Contemporary thinking about journalism has two ways: the first is that the internet is the most powerful force disrupting the news media. The second is that the internet and the communication and information tools it spawned are shifting power from governments to civil society and to individual bloggers, netizens, or “citizen journalists.” But still, we are facing censorship: suppression of speech, public communication.
Fortunately, there are places and people who do not give up in the fight for freedom.
Many of you probably consider Minecraft to be nothing more than a children’s game. Well, today we have something that will help change your mind.
The organization Reporters Without Borders has built a virtual library in the video game Minecraft to give gamers access to censored books and articles.
Reporters Without Borders is an international non-profit and non-governmental organization with the stated aim of safeguarding the right to freedom of information. Its goal is to raise awareness of how various governments around the world.
The Uncensored Library is a place you can visit within Minecraft to read the works of censored journalists from Russia, Mexico, Egypt, Vietnam, and Saudi Arabia. Minecraft is still accessible in countries that tightly control what is reported about their governments, and Reporters Without Borders is now using this loophole to bypass internet censorship.
“Their forbidden articles were republished in books within Minecraft, giving readers the chance to inform themselves about the real political situation in their countries and learn the importance of press freedom."
The Uncensored Library
The library itself is divided into six sections, five of which contain the works of censored journalists, and one for Reporters Without Borders. The virtual archive also goes into detail about the journalists featured in each section, and the architecture and what it represents.
The Uncensored Library: A collection of banned articles and texts across the world built entirely in Minecraft https://t.co/CX162ifTpN— Vinxi Season (@ivanovincii) April 5, 2020
“The books can be read by everyone on the server, but their content cannot be changed. The library is growing, with more and more books being added to overcome censorship.”
The library’s central space is decked out in the flags of countries from around the world as well as a giant floor map that shows where nations stand on the World Press Freedom Index.

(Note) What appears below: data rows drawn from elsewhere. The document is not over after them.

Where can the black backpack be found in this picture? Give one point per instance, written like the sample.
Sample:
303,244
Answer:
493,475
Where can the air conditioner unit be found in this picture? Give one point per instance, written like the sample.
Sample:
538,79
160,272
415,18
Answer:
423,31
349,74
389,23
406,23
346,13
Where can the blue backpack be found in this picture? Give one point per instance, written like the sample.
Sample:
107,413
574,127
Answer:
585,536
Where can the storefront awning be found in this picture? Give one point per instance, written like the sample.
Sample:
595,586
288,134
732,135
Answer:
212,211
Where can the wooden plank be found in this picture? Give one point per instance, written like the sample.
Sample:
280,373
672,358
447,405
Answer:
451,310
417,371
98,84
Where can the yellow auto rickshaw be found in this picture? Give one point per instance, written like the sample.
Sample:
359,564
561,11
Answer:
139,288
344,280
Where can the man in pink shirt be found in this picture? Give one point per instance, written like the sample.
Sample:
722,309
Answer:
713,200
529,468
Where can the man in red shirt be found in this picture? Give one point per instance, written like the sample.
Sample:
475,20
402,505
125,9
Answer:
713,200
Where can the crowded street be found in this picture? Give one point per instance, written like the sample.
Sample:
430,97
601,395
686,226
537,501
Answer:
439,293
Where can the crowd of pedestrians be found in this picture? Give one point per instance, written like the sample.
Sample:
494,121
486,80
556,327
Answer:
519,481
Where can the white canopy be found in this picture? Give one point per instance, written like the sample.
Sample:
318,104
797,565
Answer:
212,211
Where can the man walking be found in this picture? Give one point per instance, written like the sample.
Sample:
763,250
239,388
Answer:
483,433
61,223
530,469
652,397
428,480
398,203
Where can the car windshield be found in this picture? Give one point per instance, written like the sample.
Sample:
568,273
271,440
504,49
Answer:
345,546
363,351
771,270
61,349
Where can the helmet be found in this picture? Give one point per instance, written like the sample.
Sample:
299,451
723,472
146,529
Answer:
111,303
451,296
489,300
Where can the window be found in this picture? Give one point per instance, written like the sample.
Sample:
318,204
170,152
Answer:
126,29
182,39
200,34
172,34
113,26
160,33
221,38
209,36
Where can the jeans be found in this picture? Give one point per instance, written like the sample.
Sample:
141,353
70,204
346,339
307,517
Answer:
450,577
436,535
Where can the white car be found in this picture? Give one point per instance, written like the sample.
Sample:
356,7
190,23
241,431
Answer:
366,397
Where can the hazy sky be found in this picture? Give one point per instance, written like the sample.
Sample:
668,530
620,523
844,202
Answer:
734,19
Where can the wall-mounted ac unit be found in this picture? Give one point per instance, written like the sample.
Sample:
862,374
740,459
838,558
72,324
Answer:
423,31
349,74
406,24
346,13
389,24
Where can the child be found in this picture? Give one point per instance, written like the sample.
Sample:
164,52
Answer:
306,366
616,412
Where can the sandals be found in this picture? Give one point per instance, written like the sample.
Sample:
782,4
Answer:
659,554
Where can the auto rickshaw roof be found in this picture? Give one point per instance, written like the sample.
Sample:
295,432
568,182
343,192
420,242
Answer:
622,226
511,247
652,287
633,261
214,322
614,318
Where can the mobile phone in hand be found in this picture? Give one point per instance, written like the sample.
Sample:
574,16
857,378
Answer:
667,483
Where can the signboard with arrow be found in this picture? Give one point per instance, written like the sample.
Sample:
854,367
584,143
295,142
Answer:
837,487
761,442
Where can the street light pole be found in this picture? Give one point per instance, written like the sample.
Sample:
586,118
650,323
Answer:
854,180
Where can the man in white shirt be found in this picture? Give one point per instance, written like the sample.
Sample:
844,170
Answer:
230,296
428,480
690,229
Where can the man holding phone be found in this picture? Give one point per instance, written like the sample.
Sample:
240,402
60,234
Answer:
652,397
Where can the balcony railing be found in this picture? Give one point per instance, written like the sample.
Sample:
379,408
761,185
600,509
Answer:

Players can open up individual country books to find out more about their relationship with censorship.
There’s a Minecraft server called the uncensored library created by journalists without borders that hosts banned books and articles.— Organizer Memes (@OrganizerMemes) April 3, 2021
Minecraft is so universal that it is accessible to those who can’t just google dissent.
Now that’s digital organizing pic.twitter.com/AmqbvpQC4e
Users can "playfully interact" with the library's contents by collecting, sharing, and writing their own books in the game.
It took 18 builders from 12 countries three months to finish the library, which takes the form of a grand neo-classical structure. Even for Minecraft standards, it’s a huge build, featuring 12.5 million blocks. If the structure was reproduced in real life, it would boast the largest dome in the world.